On Tuesday, Apple Inc. AAPL, still the largest U.S. company by market capitalization, reports fiscal fourth-quarter earnings.
“The iPhone and Apple Watch maker will post earnings of $1.91 per share for its fiscal fourth quarter, if Estimize's consensus forecast is accurate. That would be up from $1.42 per share in the year-ago period. Wall Street is looking for EPS of $1.88 for the quarter, as well as $9.13 for the full year,” reports Benzinga.
Few if any earnings reports are as widely anticipated and highly scrutinized as Apple's. Plus, the company faces heady earnings competition as rivals Amazon.com Inc. AMZN, Alphabet Inc. GOOG and Microsoft Corp. MSFT delivered boffo results last week. Not to mention, analysts and investors will be eagerly listening to what the iPhone maker has to say about December quarter iPhone sales estimates.
With all that to consider, it is arguably surprising that Apple-heavy exchange traded funds have recently been docile, at least in terms of inflows. Perhaps the best of saying that is “Inflows?” because two of the ETFs with some of the largest weights to shares of Apple have recently seen modest outflows.
For example, the Technology Select Sector SPDR XLK, the larges technology sector ETF, has lost almost $56 million in assets this month. That is a small slice of XLK's $12.2 billion assets under management, but it could be seen as a commentary on what investors are expecting out of Apple's earnings reports when considering XLK allocates almost 15.8 percent of its weight to Apple. That is about 620 basis points more than XLK's weight to Microsoft, the ETF's second-largest holding.

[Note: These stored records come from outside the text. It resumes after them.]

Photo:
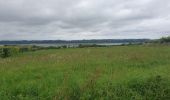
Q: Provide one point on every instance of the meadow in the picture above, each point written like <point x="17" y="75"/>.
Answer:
<point x="95" y="73"/>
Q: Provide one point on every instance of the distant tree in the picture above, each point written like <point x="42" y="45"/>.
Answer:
<point x="5" y="52"/>
<point x="165" y="39"/>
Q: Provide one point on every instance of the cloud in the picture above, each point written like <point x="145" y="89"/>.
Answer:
<point x="83" y="19"/>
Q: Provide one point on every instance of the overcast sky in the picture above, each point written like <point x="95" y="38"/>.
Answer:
<point x="83" y="19"/>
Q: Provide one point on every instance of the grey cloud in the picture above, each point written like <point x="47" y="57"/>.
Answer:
<point x="83" y="19"/>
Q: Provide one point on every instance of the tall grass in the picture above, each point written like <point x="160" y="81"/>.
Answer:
<point x="117" y="73"/>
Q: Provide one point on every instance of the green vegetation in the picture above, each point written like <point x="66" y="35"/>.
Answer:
<point x="105" y="73"/>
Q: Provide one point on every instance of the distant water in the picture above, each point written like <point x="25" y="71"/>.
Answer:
<point x="70" y="44"/>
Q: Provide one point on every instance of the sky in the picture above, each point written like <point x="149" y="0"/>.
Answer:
<point x="83" y="19"/>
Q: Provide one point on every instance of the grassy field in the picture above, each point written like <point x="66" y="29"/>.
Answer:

The Vanguard Information Technology ETF VGT, which has a 15.5 percent weight to shares of Apple, has lost $2.8 million. VGT, one of the least expensive tech ETFs with an annual expense ratio of 0.12 percent, features Apple as its largest holding to the tune of 640 basis points over Alphabet.
While there have been modest departures this quarter from XLK and VGT, investors have added $26.5 million to the iShares U.S. Technology ETF IYW. With an Apple weight of almost 18.6 percent, the $2.68 billion IYW has more Apple exposure than any other ETF.
The one Apple that has legitimately shined in terms of fourth-quarter inflows is the PowerShares QQQ QQQ. QQQ, the NASDAQ-100 tracking ETF, has a 12.8 percent weight to Apple, putting the iPad maker ahead of Microsoft by 480 basis points in the ETF. Investors have added $1.17 billion in new asset to QQQ this quarter.
However, it can be debated whether those inflows are in anticipation of Apple's Tuesday earnings report or in reaction to the results delivered by Alphabet, Amazon and Microsoft. Those three stocks combine for almost 22 percent of QQQ's weight.